School substance abuse slows

By Greg Gelpi

The Clayton and Henry county school systems are curbing tobacco, alcohol and drug use through intense doses of educational programs directed at both students and parents.

Tobacco, drug and alcohol use in Clayton County schools is down compared to state statistics, said Jean Gaissert, the prevention and intervention specialist for Safe and Drug-Free Schools for Clayton County. The school system conducted a survey of fifth, eighth and 10th graders on substance abuse.

She attributed the low numbers compared to statewide use to "diligently" providing information to students and parents.

Henry County schools are addressing drug, alcohol and tobacco abuse through several programs as well, Family Outreach Coordinator Anna Arnold said. The programs stress that bad behavior leads to bad consequences.

"We are implementing a lot of scientifically based programs," Arnold said.

Arnold explained that the No. 1 prevention for drug and alcohol use is parental involvement.

Teaching with Love and Logic, one Henry program, helps families and teachers work with children and students, while avoiding arguments, she said.

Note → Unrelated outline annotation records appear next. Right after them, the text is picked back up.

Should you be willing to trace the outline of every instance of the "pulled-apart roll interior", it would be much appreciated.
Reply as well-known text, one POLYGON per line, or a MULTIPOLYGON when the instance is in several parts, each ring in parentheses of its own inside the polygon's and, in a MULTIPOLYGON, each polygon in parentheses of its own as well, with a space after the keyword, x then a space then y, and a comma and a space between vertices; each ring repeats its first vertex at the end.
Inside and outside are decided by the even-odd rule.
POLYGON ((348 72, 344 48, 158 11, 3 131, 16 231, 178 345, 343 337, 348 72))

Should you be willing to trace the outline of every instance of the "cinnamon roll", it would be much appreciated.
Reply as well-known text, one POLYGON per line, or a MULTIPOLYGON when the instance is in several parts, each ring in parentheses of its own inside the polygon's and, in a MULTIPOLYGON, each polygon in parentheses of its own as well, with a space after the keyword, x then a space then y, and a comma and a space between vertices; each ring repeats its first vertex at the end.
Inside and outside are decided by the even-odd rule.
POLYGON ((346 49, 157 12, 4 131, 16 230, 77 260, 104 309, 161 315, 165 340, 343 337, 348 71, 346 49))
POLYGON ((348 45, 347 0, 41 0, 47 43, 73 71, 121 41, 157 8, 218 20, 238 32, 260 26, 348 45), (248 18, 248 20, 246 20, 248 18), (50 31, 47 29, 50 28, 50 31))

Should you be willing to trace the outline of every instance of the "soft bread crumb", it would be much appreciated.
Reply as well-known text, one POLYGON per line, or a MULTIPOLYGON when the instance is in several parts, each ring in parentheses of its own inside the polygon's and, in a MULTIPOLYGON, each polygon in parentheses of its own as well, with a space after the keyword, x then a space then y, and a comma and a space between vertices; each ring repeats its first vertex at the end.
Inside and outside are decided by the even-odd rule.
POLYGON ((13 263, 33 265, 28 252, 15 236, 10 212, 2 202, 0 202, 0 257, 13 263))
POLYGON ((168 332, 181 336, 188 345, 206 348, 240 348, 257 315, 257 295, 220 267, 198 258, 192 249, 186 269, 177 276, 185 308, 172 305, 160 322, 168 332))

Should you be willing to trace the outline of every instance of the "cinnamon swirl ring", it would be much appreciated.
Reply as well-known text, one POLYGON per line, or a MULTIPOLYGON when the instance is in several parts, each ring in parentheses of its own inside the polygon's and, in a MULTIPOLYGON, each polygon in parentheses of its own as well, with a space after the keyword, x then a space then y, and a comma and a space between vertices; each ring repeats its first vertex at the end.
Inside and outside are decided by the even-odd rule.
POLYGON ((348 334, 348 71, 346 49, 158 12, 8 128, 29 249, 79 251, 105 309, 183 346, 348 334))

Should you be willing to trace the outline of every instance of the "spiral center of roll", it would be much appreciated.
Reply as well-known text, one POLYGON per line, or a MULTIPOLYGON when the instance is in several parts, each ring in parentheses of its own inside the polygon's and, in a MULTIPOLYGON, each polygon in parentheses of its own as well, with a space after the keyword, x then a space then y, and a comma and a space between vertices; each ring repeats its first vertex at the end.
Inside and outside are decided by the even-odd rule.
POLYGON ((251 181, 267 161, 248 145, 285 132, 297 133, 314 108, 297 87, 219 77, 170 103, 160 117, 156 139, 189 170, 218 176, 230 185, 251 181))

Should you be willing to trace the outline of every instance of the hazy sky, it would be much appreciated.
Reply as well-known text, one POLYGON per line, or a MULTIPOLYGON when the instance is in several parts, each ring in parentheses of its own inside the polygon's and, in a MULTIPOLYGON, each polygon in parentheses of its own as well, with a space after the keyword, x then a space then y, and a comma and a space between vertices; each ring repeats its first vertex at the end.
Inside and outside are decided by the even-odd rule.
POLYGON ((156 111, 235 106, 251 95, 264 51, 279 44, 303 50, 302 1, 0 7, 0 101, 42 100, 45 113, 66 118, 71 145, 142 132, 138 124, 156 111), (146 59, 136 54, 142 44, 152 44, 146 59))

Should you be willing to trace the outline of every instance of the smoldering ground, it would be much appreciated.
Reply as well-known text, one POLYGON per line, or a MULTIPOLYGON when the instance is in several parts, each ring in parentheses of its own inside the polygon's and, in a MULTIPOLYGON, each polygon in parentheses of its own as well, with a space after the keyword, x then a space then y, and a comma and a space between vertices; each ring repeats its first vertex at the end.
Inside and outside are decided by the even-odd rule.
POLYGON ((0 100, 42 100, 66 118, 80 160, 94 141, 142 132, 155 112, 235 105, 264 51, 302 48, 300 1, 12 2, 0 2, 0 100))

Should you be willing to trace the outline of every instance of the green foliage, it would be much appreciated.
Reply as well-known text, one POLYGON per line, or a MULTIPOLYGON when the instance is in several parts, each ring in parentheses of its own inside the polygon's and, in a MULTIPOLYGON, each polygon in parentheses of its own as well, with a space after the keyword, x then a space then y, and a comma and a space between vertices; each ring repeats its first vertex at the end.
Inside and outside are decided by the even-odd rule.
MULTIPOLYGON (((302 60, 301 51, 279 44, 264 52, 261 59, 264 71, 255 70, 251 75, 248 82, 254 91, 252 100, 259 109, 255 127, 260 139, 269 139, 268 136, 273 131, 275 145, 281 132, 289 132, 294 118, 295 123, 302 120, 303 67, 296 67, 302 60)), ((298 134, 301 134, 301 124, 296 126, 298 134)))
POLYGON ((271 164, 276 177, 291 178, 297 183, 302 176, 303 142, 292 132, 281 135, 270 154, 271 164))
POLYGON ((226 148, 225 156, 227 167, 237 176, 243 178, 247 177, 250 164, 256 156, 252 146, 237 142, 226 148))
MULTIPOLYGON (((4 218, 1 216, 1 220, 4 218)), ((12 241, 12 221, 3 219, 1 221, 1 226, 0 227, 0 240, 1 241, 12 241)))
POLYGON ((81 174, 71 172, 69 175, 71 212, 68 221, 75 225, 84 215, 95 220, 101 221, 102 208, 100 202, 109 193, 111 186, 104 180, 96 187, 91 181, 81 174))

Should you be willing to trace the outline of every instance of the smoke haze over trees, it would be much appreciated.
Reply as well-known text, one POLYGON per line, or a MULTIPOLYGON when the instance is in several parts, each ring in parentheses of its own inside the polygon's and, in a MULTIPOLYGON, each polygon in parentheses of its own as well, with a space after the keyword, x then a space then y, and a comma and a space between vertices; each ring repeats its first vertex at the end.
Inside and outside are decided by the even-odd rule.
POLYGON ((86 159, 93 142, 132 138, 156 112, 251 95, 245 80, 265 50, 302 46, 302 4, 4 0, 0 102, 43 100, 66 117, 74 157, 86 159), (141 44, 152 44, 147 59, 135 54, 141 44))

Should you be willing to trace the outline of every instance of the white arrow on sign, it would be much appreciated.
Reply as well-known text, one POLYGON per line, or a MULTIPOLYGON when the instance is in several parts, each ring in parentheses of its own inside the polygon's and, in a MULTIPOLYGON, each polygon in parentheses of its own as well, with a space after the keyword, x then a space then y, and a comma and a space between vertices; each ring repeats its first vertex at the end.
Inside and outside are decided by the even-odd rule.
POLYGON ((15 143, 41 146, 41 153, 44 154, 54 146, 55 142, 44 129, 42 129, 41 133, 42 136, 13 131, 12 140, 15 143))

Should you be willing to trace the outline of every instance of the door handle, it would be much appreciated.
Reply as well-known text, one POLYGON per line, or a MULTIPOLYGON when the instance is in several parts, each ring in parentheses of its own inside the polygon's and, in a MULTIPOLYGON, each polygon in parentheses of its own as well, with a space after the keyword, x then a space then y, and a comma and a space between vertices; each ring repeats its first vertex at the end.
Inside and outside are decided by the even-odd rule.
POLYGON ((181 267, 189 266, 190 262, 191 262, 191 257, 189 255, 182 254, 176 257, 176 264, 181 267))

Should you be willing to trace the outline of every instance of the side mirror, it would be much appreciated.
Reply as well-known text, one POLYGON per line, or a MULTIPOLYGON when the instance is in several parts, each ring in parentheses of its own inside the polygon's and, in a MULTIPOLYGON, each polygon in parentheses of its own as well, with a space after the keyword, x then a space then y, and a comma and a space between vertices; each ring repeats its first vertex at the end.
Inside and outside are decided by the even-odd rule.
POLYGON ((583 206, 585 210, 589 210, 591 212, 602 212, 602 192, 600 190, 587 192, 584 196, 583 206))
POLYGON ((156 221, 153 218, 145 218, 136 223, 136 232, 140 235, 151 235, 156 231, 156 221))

"It's a program that helps parents realize that kids need to make mistakes and suffer the consequences of their bad choices," Arnold said. "It's common sense, but it's unnatural. One parent said I haven't had an argument in my household since going to the class."

Education, responsibility and making the right choice are all part of avoiding substance abuse, she said.

"Yes, we are making a huge difference in helping kids learn responsibility," Arnold said. "It's all got to start there."

Gaissert said the two most important things a parent can do are to know where their children are at all times and to talk with them about drugs and alcohol.

Because of the federal No Child Left Behind Act, the Clayton school system was able to survey students more easily and collect more accurate information on the prevalence of use in the school system, Gaissert said.

"This is the very first time that we have been able to survey so many kids," Gaissert, who has worked with Safe and Drug-Free Schools for 15 years, said.

Gaissert also pointed to Choices, a program to keep first offenders from repeating their offenses, for having lower numbers than the state.

Instead of 10 days suspension, the students can opt to attend drug and alcohol classes with a parent.

Arnold said the Henry school system uses "Mendez: Too good for drugs and violence" in eight schools this year and will implement the program in all schools next school year. The program is nationally recognized as one of the 10 best drug programs in the country, she said.

Through the first six months of this school year, Henry schools have had 66 disciplinary hearings. In those hearings, there were 13 offenses of alcohol possession, 13 offenses of drug distribution, 46 offenses of drug possession and four offenses of drug use.

"I think we're probably on the low end for drug use compared to counties around us," Arnold said.

She said the number of hearings on drug and alcohol use has been increasing, but not as fast as the school system is growing. Henry County is one of the fastest growing counties in the state.